Benefits of IFRS over GAAP

Benefits of IFRSGlobalisation has been one of the factors that has played great role in accelerating the harmonization of IFRS to improve the transparency and comparability. As more and more countries are opening their domestic markets to join international trade, the access to international financial markets has also been very crucial. Therefore, the implementation of IFRS as a single set of reporting standards has been fast tracked with the help of globalisation.

Moreover, the improved information and communication technologies have changed the way financial statements are reported and at the same time, removed the barriers of physical distance and making information available globally. This has brought new investors into the capital markets who needed more than usual information so that they can base their decision on. The GAAP reporting standards produced financial statements which were complicated to understand by investors, therefore, they had to hire a financial analyst to interpret the financial statements which was both time consuming and cost more. Moreover, investors had to make decisions based on the interpretation of financial analysts.

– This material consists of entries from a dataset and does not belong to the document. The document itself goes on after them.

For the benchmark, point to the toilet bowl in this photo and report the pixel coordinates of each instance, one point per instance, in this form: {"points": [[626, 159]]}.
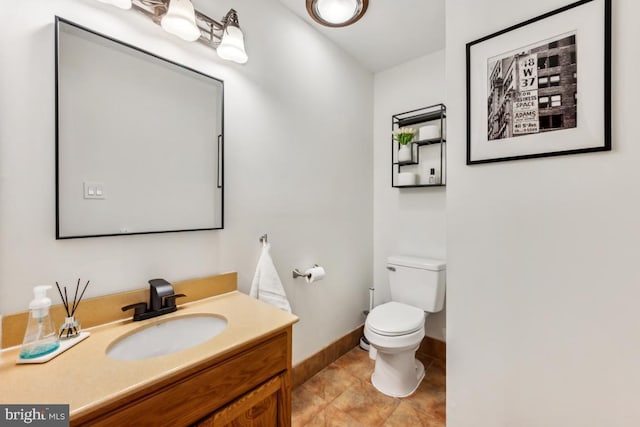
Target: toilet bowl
{"points": [[395, 330]]}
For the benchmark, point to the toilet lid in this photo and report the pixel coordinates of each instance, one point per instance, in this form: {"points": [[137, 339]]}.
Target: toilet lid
{"points": [[395, 318]]}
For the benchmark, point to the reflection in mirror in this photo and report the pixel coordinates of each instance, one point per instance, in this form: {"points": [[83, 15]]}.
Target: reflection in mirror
{"points": [[139, 140]]}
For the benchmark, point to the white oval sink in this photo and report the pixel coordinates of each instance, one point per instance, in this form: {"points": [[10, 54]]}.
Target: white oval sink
{"points": [[165, 337]]}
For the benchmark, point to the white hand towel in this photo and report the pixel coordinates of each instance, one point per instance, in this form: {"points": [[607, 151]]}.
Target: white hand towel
{"points": [[266, 285]]}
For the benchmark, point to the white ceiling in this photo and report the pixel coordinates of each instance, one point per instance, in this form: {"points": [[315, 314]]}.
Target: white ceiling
{"points": [[390, 33]]}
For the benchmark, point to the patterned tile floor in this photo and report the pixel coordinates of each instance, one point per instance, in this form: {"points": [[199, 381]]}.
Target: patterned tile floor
{"points": [[342, 395]]}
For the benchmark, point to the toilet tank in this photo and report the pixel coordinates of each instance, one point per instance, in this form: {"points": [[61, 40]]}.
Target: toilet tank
{"points": [[419, 282]]}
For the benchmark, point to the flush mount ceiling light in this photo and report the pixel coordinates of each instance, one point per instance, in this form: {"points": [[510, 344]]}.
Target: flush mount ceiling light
{"points": [[179, 18], [336, 13]]}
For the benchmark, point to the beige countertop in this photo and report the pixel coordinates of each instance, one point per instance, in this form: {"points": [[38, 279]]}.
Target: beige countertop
{"points": [[86, 378]]}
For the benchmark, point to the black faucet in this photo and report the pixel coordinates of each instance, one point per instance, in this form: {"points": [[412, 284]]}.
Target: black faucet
{"points": [[162, 300]]}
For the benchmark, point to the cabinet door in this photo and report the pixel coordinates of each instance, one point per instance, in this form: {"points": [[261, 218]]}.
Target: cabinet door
{"points": [[265, 406]]}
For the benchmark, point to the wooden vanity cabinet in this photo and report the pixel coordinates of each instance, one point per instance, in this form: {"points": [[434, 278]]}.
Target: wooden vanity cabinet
{"points": [[251, 387]]}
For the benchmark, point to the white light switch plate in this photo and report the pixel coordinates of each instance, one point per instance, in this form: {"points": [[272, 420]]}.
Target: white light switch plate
{"points": [[93, 190]]}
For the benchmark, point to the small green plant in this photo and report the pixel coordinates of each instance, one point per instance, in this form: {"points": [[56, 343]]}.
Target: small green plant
{"points": [[404, 135]]}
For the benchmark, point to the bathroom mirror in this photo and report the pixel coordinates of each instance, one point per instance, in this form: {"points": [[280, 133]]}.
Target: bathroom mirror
{"points": [[139, 140]]}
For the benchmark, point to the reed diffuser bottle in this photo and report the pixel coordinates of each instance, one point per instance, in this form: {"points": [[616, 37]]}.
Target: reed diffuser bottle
{"points": [[40, 337]]}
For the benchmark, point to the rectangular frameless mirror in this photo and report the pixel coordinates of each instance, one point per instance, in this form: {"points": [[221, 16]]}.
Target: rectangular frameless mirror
{"points": [[139, 140]]}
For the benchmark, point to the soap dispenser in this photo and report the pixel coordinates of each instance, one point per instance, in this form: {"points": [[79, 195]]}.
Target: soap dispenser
{"points": [[40, 337]]}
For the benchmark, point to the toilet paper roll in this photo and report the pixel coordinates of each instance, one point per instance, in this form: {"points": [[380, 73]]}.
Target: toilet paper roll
{"points": [[314, 274]]}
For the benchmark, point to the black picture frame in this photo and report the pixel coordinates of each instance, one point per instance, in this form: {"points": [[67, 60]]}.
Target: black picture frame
{"points": [[569, 47]]}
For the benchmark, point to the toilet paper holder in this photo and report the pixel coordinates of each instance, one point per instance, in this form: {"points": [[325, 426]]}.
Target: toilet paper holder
{"points": [[297, 273]]}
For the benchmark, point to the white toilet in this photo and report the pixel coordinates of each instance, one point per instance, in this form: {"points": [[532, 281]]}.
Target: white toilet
{"points": [[395, 329]]}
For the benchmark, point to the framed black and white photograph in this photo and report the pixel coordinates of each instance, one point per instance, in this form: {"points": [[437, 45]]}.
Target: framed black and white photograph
{"points": [[541, 87]]}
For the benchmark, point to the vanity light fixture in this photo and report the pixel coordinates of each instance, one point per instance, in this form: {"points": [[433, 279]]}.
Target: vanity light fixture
{"points": [[179, 18], [336, 13]]}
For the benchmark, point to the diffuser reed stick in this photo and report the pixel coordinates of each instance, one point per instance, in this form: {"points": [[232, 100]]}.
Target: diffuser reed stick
{"points": [[71, 327]]}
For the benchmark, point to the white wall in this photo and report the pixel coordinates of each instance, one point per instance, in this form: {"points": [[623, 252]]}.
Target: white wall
{"points": [[298, 162], [543, 320], [409, 221]]}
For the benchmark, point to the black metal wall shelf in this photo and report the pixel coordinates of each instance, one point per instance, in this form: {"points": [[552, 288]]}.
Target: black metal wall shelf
{"points": [[417, 170]]}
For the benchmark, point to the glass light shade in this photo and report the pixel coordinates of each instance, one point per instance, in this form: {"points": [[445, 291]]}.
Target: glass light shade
{"points": [[231, 46], [122, 4], [180, 20], [337, 11]]}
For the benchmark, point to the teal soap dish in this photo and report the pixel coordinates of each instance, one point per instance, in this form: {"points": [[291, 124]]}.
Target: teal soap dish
{"points": [[64, 346]]}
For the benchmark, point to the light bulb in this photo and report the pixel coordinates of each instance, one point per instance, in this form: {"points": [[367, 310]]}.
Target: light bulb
{"points": [[180, 20], [337, 11], [231, 46]]}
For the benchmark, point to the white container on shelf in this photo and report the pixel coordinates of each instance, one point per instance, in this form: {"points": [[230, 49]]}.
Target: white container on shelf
{"points": [[430, 132], [404, 153], [406, 178]]}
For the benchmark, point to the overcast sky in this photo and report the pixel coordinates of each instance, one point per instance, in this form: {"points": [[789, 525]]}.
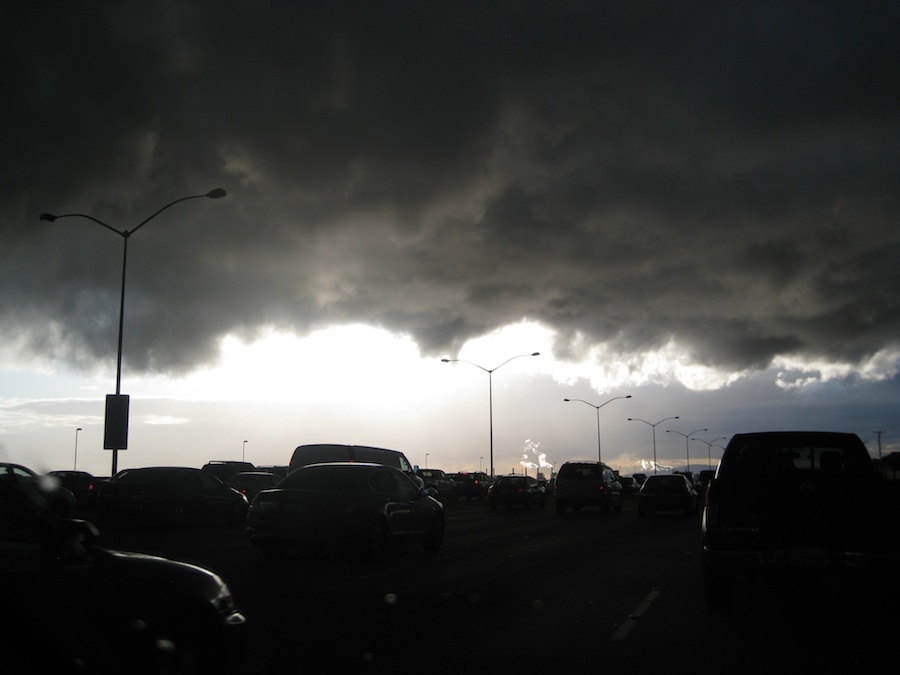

However, the new International Financial Reporting Standards focused on investors more, unlike GAAP by making it easy to understand. Under IFRS, investors can understand the financial statements rather than hiring a third party.   Therefore, investors can save both time and money due to simplistic nature of financial statements under IFRS. ). The demand for international financial reporting standards that cross national borders is set to fulfil this role.

Adopting a financial reporting language will enable the company to be better understood in the international marketplace. If a single set of reporting standard is achieved, this helps the companies to access world market. New IFRS also helps to reduce the costs.

Moreover, adopting IFRS lets its people apply common accounting across their subsidiaries which in turn can improve internal communications, the quality and timeliness of management reporting.